FOR THE first time, British Rail is having to break down its accounts in order to show prospective franchisees, who will begin bidding for the first line some time next year, what revenues they can expect.

Nearly all the lines will require a continued subsidy from the Government in the form of the Franchise Director, whose job it will be to set the terms and conditions of franchises.

One of the early candidates for privatisation, though not in the first wave of seven, is the Chiltern Line, on the face of it a desirable route because pounds 85m has been invested in it over the last two years.

The line runs from Marylebone in London to Banbury (now extended to Birmingham) and Aylesbury, covering 103 miles and 30 stations. It has been completely upgraded, with new signalling, new trains and refurbished trains.

The idea was to have it as a showpiece line to prove that investment can result in increased passenger numbers and satisfaction, and consequently trains are more frequent.

According to Roger McDonald, the line's director, the investment has paid off handsomely: 'The number of passengers has increased by around a quarter since the work was finished in the autumn. And satisfaction levels on all counts, such as punctuality, journey times and helpfulness of staff are at record highs according to our surveys.'

He says it is a 'virtuous circle' with increased investment leading to more passengers, cheerful staff and more trains. It now has the highest passenger satisfaction scores on Network SouthEast. The service to Banbury was last month extended every two hours to Birmingham Snow Hill, opening a new 'civilised' route to the second city as an alternative to the hectic Euston shuttle.

Much of the cost of the investment is, therefore, being recouped through reduced maintenance of trains and track, one-person operated trains, and the concentration of signalling for the whole line into one box at the London end. However, in bald terms the line still loses money. Revenue, mostly from the 30,000 weekday commuters, is about pounds 14m per year and it still requires a subsidy of probably half that sum to balance the books.

There are about 400 staff, but that will be reduced by 100 when Railtrack, responsible for the infrastructure, takes over in April next year.
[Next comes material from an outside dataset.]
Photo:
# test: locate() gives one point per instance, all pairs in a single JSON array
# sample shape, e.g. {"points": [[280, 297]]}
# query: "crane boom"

Some of the 76 trains are lent to the Thames line, which operates out of Paddington, but this arrangement may end after privatisation since the two lines, jointly administered, are to be separated.

A prospective franchisee would, therefore, need to be confident that a subsidy will be available when bidding for the line. In theory, the bidder requiring the least subsidy will get the franchise, but in practice it is expected that most lines will only have one bidder, which will almost certainly include the existing management team as part of a consortium.

But managers like Mr McDonald will need to know exactly how the financial sums stack up before becoming involved in a bid, especially as they will be expected to put their houses up as collateral to make up a 'performance bond' to ensure the trains can run in case of bankruptcy.